The city received a letter Dec. 3 from the Freedom From Religion Foundation, asking the city to cease its chaplaincy program. The foundation alleged the program was a violation of the separation of church and state.
McPherson Mayor Tom Brown Monday at the city commission meeting, outlined the city’s stance on the issue.
“The Constitution does not protect freedom from religion. It protects freedom of religion,” Brown said. “I think the wrong preposition is being used here.”
In a written statement, Brown quoted former Supreme Court Justice William O. Douglas.
“The First Amendment does not require — indeed, it does not permit — government to be totally oblivious to religion. Government may sometimes accommodate religion; in some circumstances, it must do so. Thus the question is not whether government and religion will interact, but how.”
Brown noted McPherson’s strong religious background, which includes more than 35 churches. He said the city and city attorney had been inundated with calls in support of the chaplaincy program, some coming from out of state.
McPherson Police Chief Robert McClarty applauded the commission’s decision in a phone interview Monday afternoon.
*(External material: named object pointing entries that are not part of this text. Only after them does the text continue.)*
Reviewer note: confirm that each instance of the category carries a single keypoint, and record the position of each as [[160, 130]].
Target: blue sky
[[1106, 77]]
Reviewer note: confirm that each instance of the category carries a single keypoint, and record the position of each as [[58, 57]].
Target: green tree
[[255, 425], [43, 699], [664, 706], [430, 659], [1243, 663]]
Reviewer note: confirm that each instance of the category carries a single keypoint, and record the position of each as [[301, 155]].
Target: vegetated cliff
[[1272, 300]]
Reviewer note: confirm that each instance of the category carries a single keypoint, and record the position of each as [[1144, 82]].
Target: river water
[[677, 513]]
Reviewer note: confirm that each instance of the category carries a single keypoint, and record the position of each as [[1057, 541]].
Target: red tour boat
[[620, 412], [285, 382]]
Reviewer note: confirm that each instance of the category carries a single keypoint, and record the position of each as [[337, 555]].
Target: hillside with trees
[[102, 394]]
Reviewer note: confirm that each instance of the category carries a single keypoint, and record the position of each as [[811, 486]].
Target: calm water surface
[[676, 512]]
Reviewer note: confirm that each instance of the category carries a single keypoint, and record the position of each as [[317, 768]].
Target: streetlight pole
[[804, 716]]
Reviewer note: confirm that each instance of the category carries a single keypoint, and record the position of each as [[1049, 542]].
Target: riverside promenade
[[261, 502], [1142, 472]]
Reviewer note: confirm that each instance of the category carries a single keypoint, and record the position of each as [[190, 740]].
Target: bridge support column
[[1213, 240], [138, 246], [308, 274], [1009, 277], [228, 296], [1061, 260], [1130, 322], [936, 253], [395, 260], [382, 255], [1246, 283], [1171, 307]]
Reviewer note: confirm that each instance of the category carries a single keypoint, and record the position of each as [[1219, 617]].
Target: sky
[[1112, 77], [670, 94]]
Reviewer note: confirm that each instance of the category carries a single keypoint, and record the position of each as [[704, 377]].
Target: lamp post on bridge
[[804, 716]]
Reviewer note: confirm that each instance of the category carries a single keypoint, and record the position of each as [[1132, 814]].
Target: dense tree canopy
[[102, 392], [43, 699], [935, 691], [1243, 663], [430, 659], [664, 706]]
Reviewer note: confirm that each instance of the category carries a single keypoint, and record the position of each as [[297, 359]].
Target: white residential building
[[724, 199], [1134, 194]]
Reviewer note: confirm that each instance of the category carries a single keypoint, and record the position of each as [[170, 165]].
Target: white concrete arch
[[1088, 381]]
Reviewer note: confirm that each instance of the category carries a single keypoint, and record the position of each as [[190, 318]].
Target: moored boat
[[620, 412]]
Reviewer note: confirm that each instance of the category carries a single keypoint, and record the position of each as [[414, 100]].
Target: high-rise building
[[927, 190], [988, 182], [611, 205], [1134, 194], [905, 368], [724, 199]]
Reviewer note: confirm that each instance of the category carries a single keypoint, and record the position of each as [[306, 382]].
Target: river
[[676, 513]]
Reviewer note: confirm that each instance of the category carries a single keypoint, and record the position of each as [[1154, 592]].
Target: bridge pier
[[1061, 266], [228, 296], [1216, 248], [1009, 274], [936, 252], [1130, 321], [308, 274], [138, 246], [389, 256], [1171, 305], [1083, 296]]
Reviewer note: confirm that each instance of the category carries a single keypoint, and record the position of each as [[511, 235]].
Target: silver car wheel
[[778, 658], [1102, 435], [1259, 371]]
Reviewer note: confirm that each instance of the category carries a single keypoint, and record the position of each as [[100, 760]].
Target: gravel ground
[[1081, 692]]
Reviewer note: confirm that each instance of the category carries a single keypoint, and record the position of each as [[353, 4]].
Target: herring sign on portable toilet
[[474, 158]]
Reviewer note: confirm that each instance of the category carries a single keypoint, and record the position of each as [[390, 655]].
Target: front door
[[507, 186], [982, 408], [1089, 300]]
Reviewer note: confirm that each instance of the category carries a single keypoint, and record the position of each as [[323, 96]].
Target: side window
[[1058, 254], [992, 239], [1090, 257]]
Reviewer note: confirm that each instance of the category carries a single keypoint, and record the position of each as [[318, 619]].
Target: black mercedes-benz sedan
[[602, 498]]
“I feel confident with program the way it is,” he said. “I am pleased with the support of the commission to move forward with the chaplaincy program.
“I think it is a benefit for both the officers and the community.”
Although the foundation’s attorney Andrew Seidel said Dec. 3 the foundation would not rule out litigation to resolve the issue, Brown said he did not fear a lawsuit, calling the foundation’s letter bullying tactics.
The chaplaincy program was established as a means for both officers and residents to receive counseling on a voluntary basis.
Both of the pastors who are currently serving in the chaplaincy program, which is in its infancy, are volunteers. The newly developed manual for the program prohibits the chaplains from proselytizing or promoting their own religious beliefs.
Brown said the program meets the Constitutional requirements under three main criteria known as the “Lemon” test.
• The program is for the secular purpose of counseling.
• The primary effect of the program is to provide counseling and comfort to people of all faiths or no faith. Although the two current chaplains are Christians, the program would allow chaplains of all faiths to participate.
• The program does not entangle the city in the church. As chaplains, the officers are not functioning as agents of their churches or their personal religions.
Brown said the next step in instituting the chaplaincy program will be to finalize the program’s manual.
The non-profit Wisconsin-based foundation was unable to be reached for comment Monday. Their phone number had been disconnected.